Así pues, y ante lo obvio, ¿cómo podría la RAE si quisiera, que está claro que no quiere, prohibir un refrán, una palabra o cualquier otra cosa que pulule por los meandros del español? Aparte de que ya de entrada resulta un planteamiento absurdo, de pretender hacerlo correrían el riesgo de incurrir en el más espantoso de los ridículos, como ocurrió cuando hace años alguien tuvo la genial idea de castellanizar la palabra whisky, perfectamente integrada en nuestro idioma, como güisqui... eso sin contar, claro está, con el desagradable tufillo censor que subyace detrás de la propuesta panadera.

Porque con esto no sólo nos estamos internando en las procelosas aguas de la corrección política, esa mosca cojonera -término admitido por el Diccionario de la Real Academia, que conste- empeñada en dar continuamente la tabarra con las excusas más peregrinas cuando no decididamente delirantes, sino que además, y he aquí lo grave, supone un intento palpable de imponer, que es lo mismo que censurar, unas particulares y respetabilísimas opiniones personales no ya a todo un colectivo social, que no es poco, sino también, rizando el rizo, a algo tan intangible, pero asimismo tan real, como es el acervo secular de un idioma.
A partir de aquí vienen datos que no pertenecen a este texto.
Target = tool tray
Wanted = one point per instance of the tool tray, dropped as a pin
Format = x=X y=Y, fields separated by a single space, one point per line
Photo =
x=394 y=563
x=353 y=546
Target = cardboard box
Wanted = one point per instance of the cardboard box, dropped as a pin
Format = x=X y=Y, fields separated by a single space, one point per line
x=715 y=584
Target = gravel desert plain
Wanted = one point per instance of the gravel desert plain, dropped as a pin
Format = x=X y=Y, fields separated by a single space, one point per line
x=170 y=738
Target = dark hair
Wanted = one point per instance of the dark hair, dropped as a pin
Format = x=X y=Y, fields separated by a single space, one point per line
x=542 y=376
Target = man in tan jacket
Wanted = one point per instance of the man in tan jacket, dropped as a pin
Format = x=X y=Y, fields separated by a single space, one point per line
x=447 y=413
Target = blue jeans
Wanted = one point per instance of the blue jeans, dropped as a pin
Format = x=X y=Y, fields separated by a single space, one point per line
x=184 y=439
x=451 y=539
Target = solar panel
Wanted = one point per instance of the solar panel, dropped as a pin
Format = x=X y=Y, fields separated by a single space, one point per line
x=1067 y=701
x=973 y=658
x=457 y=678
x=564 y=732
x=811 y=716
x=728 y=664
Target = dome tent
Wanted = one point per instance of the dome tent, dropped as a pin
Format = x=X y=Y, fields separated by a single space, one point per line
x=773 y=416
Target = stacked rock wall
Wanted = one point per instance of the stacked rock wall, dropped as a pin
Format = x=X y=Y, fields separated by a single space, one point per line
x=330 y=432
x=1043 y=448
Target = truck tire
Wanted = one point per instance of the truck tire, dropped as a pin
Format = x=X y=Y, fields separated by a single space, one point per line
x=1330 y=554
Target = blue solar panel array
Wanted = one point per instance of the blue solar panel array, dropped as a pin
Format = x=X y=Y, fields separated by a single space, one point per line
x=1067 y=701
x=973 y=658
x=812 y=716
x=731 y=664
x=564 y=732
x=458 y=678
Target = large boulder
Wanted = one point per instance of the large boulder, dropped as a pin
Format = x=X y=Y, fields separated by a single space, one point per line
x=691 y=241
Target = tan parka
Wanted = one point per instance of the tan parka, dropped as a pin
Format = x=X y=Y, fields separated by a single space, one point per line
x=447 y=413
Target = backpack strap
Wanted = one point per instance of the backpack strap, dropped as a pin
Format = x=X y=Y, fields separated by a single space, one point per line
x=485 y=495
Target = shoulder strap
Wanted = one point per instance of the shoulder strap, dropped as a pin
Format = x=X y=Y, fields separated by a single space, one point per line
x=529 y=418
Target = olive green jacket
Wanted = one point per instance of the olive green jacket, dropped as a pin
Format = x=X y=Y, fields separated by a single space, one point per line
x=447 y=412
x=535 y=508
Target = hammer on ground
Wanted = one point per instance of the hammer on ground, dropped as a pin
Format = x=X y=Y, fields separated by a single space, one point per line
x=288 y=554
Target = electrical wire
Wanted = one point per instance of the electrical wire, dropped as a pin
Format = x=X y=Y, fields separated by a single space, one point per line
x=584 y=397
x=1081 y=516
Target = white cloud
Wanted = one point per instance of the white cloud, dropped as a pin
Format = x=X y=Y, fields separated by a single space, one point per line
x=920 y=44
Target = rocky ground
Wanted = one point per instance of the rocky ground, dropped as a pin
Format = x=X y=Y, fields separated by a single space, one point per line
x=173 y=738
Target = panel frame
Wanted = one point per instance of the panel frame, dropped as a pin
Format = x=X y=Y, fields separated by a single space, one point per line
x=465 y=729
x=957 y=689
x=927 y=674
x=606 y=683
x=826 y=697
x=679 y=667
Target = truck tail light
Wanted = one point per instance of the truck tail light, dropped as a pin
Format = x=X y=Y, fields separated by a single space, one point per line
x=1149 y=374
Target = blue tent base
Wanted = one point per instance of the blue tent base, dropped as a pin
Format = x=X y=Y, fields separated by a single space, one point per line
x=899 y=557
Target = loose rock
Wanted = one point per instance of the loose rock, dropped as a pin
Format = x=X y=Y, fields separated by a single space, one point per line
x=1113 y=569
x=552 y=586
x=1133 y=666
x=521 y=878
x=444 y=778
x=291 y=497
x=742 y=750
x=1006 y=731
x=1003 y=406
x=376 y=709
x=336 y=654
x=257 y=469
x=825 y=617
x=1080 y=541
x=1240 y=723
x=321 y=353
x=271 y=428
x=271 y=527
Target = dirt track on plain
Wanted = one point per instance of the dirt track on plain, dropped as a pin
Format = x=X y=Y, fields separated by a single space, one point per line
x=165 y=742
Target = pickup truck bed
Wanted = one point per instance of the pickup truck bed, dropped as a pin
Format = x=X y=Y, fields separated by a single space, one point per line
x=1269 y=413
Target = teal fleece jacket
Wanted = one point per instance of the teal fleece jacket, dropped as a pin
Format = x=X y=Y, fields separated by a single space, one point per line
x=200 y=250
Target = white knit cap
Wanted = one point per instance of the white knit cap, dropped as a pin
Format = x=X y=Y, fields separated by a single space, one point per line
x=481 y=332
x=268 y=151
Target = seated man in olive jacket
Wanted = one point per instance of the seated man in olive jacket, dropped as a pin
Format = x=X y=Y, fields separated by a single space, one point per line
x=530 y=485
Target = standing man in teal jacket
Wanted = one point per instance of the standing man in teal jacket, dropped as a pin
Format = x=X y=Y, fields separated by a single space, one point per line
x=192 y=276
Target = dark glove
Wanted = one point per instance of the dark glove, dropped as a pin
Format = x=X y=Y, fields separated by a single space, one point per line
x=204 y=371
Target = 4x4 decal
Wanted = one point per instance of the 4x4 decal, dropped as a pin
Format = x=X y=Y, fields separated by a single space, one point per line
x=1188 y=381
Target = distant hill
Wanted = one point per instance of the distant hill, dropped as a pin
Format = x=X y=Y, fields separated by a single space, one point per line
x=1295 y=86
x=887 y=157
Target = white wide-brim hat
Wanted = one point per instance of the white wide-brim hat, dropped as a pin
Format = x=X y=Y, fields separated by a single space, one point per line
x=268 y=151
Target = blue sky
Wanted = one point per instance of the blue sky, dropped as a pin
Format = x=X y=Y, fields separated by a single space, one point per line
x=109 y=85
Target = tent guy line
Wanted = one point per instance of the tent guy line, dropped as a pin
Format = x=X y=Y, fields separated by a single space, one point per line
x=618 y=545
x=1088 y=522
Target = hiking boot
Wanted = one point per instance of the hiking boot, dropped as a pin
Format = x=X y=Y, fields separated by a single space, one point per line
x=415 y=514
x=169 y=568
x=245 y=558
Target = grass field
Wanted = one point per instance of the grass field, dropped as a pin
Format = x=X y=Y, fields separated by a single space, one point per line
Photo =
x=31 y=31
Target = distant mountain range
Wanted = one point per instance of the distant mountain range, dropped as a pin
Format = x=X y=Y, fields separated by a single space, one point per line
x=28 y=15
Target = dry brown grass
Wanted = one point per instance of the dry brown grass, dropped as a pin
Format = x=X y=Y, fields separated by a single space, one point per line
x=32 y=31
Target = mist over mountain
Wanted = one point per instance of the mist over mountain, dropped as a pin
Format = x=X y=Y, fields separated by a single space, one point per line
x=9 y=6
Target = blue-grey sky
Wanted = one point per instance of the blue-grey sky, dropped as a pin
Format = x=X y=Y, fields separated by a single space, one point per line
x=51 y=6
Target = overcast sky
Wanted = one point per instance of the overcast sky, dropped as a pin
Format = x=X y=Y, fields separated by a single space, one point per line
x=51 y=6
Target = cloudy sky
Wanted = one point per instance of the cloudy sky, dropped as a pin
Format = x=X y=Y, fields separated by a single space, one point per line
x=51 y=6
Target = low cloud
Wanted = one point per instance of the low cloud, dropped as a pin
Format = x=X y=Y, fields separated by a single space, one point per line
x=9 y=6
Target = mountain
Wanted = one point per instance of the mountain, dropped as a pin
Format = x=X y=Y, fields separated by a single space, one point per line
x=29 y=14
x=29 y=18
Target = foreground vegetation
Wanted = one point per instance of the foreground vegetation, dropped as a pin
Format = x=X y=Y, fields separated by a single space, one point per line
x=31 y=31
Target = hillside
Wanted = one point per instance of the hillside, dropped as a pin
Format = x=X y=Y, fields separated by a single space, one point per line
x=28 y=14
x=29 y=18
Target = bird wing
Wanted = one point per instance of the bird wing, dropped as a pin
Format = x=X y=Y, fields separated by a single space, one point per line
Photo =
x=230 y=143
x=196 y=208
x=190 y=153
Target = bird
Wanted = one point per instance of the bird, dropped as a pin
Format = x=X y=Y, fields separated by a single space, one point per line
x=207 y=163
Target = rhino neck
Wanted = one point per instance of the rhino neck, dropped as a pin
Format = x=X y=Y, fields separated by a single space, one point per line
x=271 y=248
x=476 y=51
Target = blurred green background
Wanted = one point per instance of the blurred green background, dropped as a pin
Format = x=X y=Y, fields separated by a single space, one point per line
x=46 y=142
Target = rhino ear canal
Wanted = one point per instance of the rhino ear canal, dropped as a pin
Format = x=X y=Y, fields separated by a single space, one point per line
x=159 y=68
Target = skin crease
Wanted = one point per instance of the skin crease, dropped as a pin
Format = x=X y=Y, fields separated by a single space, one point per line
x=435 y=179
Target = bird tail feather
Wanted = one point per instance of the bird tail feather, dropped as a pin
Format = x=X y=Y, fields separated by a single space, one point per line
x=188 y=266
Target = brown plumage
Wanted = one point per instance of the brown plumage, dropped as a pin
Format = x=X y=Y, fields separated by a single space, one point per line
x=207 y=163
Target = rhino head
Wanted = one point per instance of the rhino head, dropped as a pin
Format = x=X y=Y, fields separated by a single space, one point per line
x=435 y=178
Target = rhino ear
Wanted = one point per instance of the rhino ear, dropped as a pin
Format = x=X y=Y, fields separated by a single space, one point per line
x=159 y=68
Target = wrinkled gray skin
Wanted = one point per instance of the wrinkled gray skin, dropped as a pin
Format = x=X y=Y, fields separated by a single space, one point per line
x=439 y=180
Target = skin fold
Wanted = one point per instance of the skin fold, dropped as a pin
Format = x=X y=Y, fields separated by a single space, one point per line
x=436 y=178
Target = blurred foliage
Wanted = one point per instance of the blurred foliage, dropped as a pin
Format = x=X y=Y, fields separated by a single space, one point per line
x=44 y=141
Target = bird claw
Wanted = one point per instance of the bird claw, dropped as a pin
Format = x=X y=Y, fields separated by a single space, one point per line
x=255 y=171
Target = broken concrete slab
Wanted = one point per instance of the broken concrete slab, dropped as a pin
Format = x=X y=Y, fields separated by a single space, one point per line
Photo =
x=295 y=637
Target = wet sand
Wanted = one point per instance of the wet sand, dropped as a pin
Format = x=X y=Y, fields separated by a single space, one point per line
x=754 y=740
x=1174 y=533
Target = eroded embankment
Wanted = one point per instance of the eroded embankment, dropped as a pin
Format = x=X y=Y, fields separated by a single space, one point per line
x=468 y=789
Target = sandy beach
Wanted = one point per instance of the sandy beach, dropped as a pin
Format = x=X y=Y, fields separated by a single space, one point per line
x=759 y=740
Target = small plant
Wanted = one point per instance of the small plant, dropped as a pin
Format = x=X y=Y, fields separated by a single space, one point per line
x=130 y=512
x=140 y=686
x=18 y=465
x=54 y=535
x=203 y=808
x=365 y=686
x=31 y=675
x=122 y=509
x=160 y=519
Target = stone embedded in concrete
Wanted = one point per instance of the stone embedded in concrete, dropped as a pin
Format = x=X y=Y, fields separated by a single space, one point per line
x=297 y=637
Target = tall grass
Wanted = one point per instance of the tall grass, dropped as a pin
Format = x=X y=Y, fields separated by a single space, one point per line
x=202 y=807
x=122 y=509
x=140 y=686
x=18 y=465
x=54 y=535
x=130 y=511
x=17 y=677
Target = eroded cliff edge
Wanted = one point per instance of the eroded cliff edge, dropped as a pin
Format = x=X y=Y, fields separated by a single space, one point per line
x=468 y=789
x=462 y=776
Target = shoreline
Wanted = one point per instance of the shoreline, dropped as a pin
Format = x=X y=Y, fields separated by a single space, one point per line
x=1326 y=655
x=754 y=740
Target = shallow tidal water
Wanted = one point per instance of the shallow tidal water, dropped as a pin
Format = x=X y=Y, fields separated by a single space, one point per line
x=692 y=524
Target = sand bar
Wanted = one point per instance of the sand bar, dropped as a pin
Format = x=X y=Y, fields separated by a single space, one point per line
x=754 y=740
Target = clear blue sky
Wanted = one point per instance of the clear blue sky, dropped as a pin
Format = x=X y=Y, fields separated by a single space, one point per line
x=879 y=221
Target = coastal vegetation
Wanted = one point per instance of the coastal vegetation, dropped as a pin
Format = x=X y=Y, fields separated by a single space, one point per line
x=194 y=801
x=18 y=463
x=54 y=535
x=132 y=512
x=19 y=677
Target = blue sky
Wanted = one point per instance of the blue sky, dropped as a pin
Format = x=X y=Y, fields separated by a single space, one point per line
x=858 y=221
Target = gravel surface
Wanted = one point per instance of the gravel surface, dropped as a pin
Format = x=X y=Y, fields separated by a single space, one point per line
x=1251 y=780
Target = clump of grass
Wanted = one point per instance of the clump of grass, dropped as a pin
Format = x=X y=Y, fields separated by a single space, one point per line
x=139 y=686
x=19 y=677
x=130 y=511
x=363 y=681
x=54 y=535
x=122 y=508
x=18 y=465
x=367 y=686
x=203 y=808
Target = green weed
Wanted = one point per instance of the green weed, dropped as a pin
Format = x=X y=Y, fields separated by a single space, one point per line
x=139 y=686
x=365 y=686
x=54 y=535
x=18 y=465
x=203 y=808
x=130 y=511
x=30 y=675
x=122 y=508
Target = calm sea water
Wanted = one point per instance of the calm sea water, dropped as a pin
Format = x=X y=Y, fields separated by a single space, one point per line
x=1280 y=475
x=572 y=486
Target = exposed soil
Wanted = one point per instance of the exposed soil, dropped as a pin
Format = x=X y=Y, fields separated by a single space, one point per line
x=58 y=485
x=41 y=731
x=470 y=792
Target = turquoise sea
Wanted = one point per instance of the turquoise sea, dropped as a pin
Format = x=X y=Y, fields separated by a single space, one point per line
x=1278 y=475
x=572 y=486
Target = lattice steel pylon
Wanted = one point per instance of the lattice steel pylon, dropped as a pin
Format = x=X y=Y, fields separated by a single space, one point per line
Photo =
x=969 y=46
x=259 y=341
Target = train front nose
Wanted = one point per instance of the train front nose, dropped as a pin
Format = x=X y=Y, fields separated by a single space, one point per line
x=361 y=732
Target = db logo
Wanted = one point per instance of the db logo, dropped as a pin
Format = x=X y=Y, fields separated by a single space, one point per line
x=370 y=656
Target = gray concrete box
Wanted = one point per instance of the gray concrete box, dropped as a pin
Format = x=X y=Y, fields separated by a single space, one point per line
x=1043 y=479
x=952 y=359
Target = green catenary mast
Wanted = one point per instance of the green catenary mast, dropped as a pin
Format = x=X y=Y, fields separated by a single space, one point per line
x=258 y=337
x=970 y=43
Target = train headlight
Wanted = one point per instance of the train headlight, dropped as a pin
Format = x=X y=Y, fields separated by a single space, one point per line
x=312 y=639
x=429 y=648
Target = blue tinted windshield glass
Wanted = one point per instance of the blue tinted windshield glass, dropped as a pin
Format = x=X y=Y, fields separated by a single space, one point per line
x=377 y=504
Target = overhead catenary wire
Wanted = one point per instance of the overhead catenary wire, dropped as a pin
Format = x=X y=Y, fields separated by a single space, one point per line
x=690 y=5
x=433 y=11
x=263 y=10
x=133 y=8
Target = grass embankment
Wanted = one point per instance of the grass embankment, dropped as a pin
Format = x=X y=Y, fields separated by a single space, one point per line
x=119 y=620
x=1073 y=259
Casi nada.

Y si bien, forzando las cosas, se podría conseguir la retirada -estoy haciendo abstracción de los continuos embates a la cada vez más amenazada libertad de expresión- de, pongamos, por caso, una frase publicitaria -hay anuncios antiguos, y no tan antiguos, que ponen los pelos literalmente de punta- e incluso, yendo más allá, imponer una neolengua convenientemente censurada en la burocracia administrativa, algo que creo recordar ya se ha intentado en alguna taifa -perdón, comunidad autónoma- con gobierno presuntamente progre, díganme ustedes cómo se podrían poner puertas al campo en un ámbito, el lenguaje coloquial, que es fundamentalmente oral... a no ser, claro está, que a imitación de la policía religiosa de Arabia Saudí, país que a mi modo de ver no resulta precisamente un ejemplo a seguir, se instaure una especie de policía lingüística capaz de controlar y sancionar lo que los ciudadanos hablamos en los bares, en los mercados, en el trabajo...

¿Utópico? Quizá no tanto, teniendo en cuenta los abusos que se están cometiendo desde hace tiempo en algunos rincones de la piel de toro presuntamente en defensa de las lenguas vernáculas, incluyendo multas y aperturas de expedientes por algo tan legítimo y tan personal como el rotulado de las tiendas. Creámoslo o no, el Gran Hermano -el de Orwell, no su homónimo telebasuresco- no anda tan lejos.

Evidentemente el caso que nos ocupa no deja de ser una patochada sin mayor relevancia, por más que haya conseguido reunir más de cuatro mil firmas de apoyo; pero como es sabido, desde que se estableció la recogida de firmas como el súmmum del ejercicio democrático, nos hemos visto inundados por infinidad de solicitudes a cada cual más peregrina, lo cual dice bien poco de la capacidad de discriminación de la sociedad moderna, habiéndose convertido la vida diaria en un tótum revolútum en el que cada vez resulta más dificultoso separar el grano de la omnipresente paja.

Y así, mientras seguimos discutiendo sobre si son galgos o podencos, perdemos de vista a los problemas reales, aquéllos que sí son capaces de complicarnos la vida de verdad; algo parecido a lo que les pasó a los bizantinos, enzarzados en sesudas discusiones teológicas sobre el sexo de los ángeles mientras los ejércitos turcos acampaba frente a las murallas de Constantinopla.

Por cierto a mí siempre me ha encantado el pan, incluso comiéndolo solo, y no por ello he albergado nunca la menor duda sobre mi capacidad intelectual.